USD/CAD rose further to 1.3381 last week but subsequent fall suggests temporary topping, ahead of 100% projection of 1.2246 to 1.3124 from 1.2526 at 1.3404. Initial bias is turned neutral this week first. Deeper pull back could be see to 4 hour 55 EMA (now at 1.3190) and below. But downside should be contained above 1.2948 support to bring another rally. ON the upside, firm break of 1.3381 should target 1.3685 medium term fibonacci level next.
In the bigger picture, current development solidify the view of bullish trend reversal. That is fall from 1.4689 (2015 high) has completed at 1.2061, ahead of 50% retracement of 0.9406 (2011 low) to 1.4689 (2015 high) at 1.2048. Further rally should be seen for 61.8% retracement of 1.4689 to 1.2061 at 1.3685 and above.
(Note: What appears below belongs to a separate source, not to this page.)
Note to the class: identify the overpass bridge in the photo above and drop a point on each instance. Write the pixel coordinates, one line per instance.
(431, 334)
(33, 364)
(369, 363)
This will now be the preferred case as long as 1.2916 resistance turned support holds, even in case of deep pull back.
In the longer term picture, corrective fall from 1.4689 (2015 high) should have completed with three waves down to 1.2061, just ahead of 50% retracement of 0.9406 (2011 low) to 1.4689 (2015 high). The development keeps long term up trend from 0.9406) and that from 0.9056 (2007 low) intact. It’s early to tell, but there is now prospect of extending the long term up trend to 61.8% projection of 0.9406 to 1.4689 from 1.2061 at 1.5326 in medium to long term.